Let me see if I can pull out the relevant changes from my local repo.
I'm really looking forward to the twitter stuff, right now it is the biggest pain in the ass to keep track of.
I think I'm going to have something that grabs the web-accessible stuff first (read: I've written bits of it). The auth-ed stuff can come later. If that runs regularly, it shouldn't miss things.
I was trying to tell you before, all of it is easily web accessible if you used the advanced search filters to grab a user's tweets by quarter (3 months at a time), going back to the start of 2014. (You'll want to have the filters overlap their dates a bit because twitter isn't very exact about how it dates things.)
The only problem is that you have to be logged into an account that is configured to always view adult content for it to work correctly. But no API use is required.
Full list of advanced search filters is here: https://github.com/igorbrigadir/twitter-advanced-search
Actually, it might be even better to use max_id
and since_id
instead, I just now learned about their existence. That would be much more accurate.

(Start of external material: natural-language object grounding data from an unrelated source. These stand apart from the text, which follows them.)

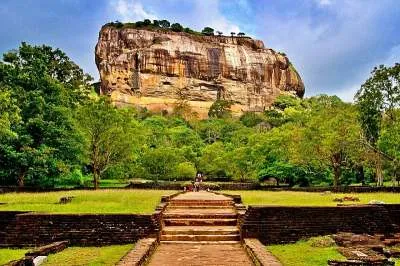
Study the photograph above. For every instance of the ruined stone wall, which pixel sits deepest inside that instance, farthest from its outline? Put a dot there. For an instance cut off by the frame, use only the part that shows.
(21, 229)
(278, 224)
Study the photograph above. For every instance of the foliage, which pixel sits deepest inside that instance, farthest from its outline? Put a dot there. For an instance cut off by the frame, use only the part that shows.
(108, 136)
(39, 87)
(220, 109)
(55, 132)
(185, 171)
(176, 27)
(208, 31)
(378, 101)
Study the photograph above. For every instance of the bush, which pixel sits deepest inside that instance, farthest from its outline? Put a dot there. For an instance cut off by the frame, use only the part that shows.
(176, 27)
(208, 31)
(185, 171)
(74, 179)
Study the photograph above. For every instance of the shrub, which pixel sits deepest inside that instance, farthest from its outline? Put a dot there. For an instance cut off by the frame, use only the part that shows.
(185, 171)
(208, 31)
(176, 27)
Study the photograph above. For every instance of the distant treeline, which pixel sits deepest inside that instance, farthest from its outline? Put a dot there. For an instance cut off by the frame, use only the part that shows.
(166, 25)
(56, 131)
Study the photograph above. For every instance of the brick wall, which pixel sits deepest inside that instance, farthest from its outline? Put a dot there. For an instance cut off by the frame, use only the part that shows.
(276, 224)
(394, 213)
(18, 229)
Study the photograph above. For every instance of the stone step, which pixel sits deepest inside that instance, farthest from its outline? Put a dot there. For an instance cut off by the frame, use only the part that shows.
(198, 222)
(189, 215)
(201, 203)
(197, 207)
(235, 237)
(201, 242)
(200, 230)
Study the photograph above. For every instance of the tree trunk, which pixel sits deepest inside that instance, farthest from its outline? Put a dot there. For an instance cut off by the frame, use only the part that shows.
(96, 179)
(361, 174)
(378, 169)
(336, 160)
(336, 177)
(21, 178)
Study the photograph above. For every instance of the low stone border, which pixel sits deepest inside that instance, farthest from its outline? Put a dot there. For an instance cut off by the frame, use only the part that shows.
(259, 254)
(39, 255)
(48, 249)
(140, 254)
(237, 199)
(359, 263)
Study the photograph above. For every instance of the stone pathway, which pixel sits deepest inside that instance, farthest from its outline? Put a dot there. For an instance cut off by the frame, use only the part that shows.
(198, 254)
(200, 228)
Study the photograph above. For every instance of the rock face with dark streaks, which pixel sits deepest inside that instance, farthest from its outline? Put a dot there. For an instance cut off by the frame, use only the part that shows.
(156, 69)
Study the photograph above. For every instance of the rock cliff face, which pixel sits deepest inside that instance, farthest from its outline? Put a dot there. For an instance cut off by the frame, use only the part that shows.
(157, 69)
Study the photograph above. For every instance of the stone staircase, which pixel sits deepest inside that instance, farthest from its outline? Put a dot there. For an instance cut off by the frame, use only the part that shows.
(191, 219)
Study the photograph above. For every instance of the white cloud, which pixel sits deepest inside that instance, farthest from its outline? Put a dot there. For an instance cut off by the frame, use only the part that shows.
(324, 2)
(131, 10)
(334, 54)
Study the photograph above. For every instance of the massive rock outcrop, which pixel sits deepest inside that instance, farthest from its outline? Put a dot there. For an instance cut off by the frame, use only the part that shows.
(156, 69)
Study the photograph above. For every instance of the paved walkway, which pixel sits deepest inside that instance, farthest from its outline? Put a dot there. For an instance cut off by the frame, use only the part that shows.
(201, 195)
(200, 228)
(198, 254)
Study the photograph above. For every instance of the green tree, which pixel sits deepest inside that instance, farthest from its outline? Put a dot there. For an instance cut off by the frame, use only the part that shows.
(44, 85)
(147, 22)
(160, 163)
(207, 31)
(156, 23)
(176, 27)
(185, 171)
(213, 162)
(251, 119)
(108, 136)
(164, 24)
(377, 99)
(220, 109)
(331, 135)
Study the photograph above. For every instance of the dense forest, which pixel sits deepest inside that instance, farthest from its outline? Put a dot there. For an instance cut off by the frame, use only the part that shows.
(55, 130)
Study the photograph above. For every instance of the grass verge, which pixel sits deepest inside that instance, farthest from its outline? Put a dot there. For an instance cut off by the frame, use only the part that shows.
(85, 201)
(294, 198)
(93, 256)
(306, 253)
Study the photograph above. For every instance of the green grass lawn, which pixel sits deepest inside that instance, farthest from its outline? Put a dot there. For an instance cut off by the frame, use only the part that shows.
(292, 198)
(93, 256)
(7, 254)
(85, 201)
(305, 253)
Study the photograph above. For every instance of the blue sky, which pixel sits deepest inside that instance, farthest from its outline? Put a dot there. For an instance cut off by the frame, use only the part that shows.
(334, 44)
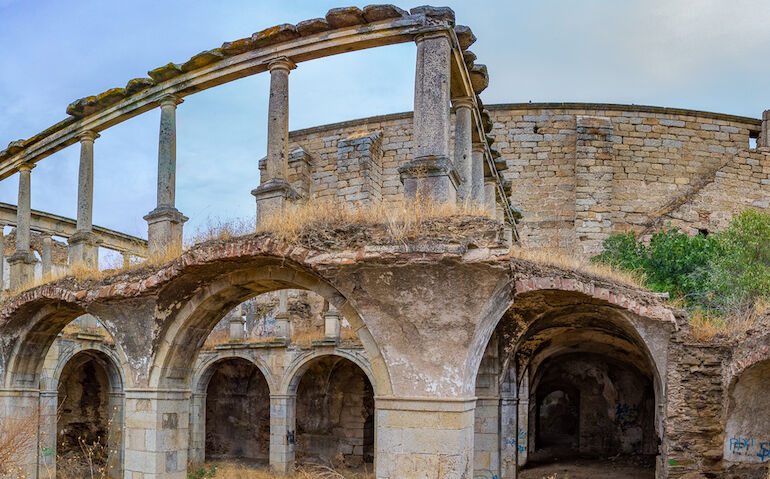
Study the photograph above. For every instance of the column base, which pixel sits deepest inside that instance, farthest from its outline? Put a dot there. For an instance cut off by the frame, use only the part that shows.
(164, 230)
(84, 249)
(271, 197)
(430, 178)
(424, 437)
(22, 267)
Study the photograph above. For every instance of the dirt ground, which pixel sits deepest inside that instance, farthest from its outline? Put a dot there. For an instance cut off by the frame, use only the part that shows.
(623, 468)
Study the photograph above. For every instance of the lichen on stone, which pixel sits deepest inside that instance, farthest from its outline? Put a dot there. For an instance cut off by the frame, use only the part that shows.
(166, 72)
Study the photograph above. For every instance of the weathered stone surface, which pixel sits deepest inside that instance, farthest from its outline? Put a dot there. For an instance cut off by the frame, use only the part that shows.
(138, 84)
(165, 72)
(465, 36)
(82, 107)
(110, 97)
(469, 57)
(277, 34)
(239, 46)
(444, 14)
(312, 26)
(479, 77)
(345, 17)
(375, 13)
(202, 59)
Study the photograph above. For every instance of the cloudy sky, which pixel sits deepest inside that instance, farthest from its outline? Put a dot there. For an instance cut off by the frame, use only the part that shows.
(700, 54)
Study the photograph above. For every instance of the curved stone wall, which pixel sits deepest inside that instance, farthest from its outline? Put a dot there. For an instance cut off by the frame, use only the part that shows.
(578, 172)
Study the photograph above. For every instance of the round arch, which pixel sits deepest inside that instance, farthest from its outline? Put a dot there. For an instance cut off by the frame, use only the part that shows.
(294, 372)
(203, 373)
(186, 331)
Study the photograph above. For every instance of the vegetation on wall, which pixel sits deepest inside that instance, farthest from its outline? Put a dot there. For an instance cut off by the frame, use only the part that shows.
(723, 276)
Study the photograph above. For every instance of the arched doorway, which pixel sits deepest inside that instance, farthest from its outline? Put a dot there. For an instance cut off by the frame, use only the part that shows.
(237, 413)
(335, 414)
(89, 418)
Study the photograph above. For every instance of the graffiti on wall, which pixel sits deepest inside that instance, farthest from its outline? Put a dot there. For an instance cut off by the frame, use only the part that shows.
(748, 447)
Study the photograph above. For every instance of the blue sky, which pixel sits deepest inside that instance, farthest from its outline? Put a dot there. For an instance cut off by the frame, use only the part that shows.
(700, 54)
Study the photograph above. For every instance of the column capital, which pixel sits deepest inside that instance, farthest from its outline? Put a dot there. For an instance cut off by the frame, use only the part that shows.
(88, 135)
(463, 102)
(478, 147)
(433, 34)
(169, 100)
(281, 63)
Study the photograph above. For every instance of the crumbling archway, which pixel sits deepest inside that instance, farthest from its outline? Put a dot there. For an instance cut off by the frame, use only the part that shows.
(747, 431)
(334, 410)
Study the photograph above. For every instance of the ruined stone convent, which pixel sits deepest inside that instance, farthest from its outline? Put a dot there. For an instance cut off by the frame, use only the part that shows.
(443, 358)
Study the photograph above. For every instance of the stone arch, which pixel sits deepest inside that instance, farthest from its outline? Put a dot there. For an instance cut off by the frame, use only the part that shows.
(36, 320)
(295, 370)
(183, 336)
(70, 363)
(202, 374)
(747, 426)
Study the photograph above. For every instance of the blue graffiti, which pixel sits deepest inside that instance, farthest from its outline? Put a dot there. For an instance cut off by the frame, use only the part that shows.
(739, 443)
(764, 454)
(484, 474)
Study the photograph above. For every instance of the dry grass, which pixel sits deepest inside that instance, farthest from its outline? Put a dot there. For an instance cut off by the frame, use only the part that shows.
(17, 438)
(706, 328)
(561, 259)
(402, 220)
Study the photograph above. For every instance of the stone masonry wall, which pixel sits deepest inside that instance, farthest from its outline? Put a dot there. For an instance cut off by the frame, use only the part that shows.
(580, 172)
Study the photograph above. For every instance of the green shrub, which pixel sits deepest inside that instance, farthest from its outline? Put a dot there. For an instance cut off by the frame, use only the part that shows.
(725, 273)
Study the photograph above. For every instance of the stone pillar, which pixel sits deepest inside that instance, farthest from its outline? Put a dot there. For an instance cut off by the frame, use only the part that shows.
(764, 134)
(22, 262)
(477, 174)
(430, 175)
(46, 459)
(198, 427)
(274, 189)
(463, 155)
(157, 433)
(282, 327)
(83, 247)
(490, 197)
(165, 222)
(46, 254)
(509, 441)
(2, 258)
(332, 324)
(115, 434)
(237, 333)
(282, 432)
(424, 437)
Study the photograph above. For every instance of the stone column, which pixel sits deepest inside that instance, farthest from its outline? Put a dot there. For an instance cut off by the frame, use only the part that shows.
(157, 433)
(49, 401)
(46, 254)
(274, 189)
(764, 135)
(2, 258)
(22, 262)
(83, 247)
(237, 333)
(282, 432)
(198, 428)
(282, 327)
(490, 197)
(430, 174)
(165, 222)
(477, 174)
(424, 437)
(463, 155)
(115, 438)
(332, 324)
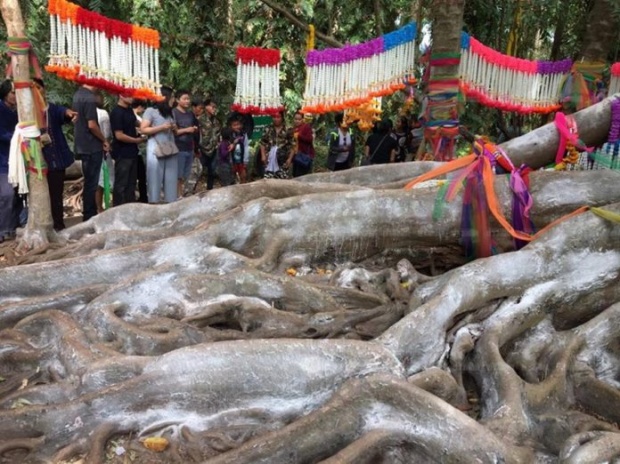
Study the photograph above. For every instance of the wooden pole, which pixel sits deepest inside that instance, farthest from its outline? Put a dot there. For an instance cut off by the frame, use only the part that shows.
(39, 227)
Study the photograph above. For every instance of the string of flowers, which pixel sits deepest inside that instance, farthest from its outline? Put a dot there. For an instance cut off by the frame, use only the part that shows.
(581, 86)
(351, 76)
(509, 83)
(614, 80)
(89, 48)
(570, 145)
(258, 81)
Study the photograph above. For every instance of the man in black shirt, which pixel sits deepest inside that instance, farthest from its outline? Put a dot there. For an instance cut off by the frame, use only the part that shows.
(89, 145)
(380, 147)
(125, 151)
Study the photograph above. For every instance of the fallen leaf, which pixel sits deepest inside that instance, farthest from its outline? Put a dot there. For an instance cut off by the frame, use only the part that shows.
(155, 443)
(20, 403)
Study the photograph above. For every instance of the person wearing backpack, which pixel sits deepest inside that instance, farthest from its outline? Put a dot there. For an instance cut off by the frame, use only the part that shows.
(341, 146)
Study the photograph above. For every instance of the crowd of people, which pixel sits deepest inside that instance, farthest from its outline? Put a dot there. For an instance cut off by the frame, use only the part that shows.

Sorry for the spam but here, read this section. It even has an example on how to scrape using snowflake IDs using Python: https://github.com/igorbrigadir/twitter-advanced-search#snowflake-ids
Once again, the only issue is that the search only shows you adult content on an account configured not to filter it, but no phone number has to be attached to the account or anything.
Currently these two lines only lead to commented code, so it expects
loopCtr += 1
to be part of the for loop, causing an indentation error.